On related note, I've become much more convinced by this episode that predator-prey relationships exist in the markets and that backtests are dangerous. An excerpt from that post:
Conventional backtesting systems that I am aware of do not attempt to measure how your system alters the market. Prey-type backtests are based on the assumption of infinite liquidity, which isn't a bad assumption for small traders. In fact, a perfect backtest could not possibly be performed on a predator system because you cannot possibly know apriori the exact consequences of your actions.
The "45-year lookback models" that don't account for liquidity and other key ingredients of the AMH are of limited value, especially when running billions. There's only so much alpha for a given model or strategy (and your fellow trader's models) to exploit. If you're trading like everyone else - you're prey.
What it means for CASTrader.

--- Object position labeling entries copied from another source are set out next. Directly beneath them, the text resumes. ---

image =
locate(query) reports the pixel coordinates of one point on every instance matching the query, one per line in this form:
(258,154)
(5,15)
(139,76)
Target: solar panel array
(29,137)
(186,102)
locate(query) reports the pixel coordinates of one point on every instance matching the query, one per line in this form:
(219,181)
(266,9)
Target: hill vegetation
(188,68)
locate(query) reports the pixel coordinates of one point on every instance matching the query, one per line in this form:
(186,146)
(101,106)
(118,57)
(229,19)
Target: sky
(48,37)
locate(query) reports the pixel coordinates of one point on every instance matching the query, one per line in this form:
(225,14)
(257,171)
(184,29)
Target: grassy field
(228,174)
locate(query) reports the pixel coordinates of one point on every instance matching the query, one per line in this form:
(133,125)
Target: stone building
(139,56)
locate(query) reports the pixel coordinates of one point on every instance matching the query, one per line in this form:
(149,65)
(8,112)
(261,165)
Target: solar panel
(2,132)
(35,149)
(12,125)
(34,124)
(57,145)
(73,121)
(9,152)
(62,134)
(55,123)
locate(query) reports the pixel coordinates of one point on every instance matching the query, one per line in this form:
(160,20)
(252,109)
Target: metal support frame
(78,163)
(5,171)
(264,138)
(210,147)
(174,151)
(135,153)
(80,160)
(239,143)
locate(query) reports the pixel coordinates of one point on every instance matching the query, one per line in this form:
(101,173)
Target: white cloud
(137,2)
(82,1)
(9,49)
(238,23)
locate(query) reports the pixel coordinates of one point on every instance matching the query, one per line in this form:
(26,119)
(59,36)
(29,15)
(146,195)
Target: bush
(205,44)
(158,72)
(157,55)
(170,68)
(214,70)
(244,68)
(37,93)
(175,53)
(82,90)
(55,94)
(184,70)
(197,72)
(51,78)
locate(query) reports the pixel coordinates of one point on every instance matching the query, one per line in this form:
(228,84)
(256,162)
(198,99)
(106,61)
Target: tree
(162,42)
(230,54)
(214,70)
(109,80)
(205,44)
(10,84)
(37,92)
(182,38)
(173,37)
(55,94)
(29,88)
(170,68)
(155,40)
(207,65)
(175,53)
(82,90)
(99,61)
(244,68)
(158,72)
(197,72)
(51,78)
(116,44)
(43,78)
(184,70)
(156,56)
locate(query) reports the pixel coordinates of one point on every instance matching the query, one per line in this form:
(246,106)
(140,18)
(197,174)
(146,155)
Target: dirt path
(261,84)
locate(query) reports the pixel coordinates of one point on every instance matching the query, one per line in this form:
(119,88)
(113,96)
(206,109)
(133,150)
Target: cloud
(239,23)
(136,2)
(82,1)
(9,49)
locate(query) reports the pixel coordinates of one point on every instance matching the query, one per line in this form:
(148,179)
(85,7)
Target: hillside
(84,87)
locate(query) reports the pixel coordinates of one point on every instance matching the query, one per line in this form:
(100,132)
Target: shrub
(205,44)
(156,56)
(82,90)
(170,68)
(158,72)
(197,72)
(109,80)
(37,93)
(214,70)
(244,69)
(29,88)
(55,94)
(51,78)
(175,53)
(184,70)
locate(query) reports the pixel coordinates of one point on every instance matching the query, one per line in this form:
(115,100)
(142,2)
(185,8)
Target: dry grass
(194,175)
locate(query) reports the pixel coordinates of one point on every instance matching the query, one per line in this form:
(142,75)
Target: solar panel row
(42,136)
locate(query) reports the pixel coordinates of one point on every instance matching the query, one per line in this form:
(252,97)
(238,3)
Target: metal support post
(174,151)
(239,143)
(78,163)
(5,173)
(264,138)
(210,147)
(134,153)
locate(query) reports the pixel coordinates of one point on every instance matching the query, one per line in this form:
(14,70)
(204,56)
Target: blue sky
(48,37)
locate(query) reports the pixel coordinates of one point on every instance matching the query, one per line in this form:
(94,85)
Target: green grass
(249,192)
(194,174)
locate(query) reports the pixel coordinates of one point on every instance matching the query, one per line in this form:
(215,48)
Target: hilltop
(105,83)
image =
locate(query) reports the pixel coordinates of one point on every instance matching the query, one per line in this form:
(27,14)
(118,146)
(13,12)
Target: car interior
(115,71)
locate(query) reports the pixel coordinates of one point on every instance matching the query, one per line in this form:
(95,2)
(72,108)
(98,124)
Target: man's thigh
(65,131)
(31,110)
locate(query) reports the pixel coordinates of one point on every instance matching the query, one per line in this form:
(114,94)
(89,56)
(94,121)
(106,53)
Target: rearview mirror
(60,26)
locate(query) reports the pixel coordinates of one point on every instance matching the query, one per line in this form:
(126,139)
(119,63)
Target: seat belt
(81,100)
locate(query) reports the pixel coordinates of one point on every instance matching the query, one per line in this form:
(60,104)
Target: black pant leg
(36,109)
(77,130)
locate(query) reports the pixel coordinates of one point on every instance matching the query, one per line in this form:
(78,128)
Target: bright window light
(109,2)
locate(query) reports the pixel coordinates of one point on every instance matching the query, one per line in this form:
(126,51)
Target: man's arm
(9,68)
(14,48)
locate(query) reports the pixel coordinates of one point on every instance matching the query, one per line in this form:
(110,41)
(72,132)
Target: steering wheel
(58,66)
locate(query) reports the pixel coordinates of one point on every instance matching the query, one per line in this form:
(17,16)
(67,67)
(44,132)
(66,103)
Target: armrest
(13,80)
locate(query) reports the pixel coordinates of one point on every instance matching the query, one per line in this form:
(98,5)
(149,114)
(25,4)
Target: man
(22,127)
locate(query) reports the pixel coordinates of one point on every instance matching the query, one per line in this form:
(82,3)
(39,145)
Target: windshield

It's pretty simple: adapt or die. As I also wrote in the AMH post:
In my opinion, the Kelly Formula is the "secret sauce" that can optimize the chance for survival. Get greedier than indicated by the Kelly Formula, and you'll eventually blow up; bet less than the Kelly Formula, and you'll be outcompeted by people who do. The Kelly Criterion is the equilibrium survival state of the AMH.
Kelly can only be applied when you know the odds and your edge, and it must be applied with great care, otherwise it can be hazardous to your wealth. In an adaptive marketplace, the odds and your edge change - they are by no means static.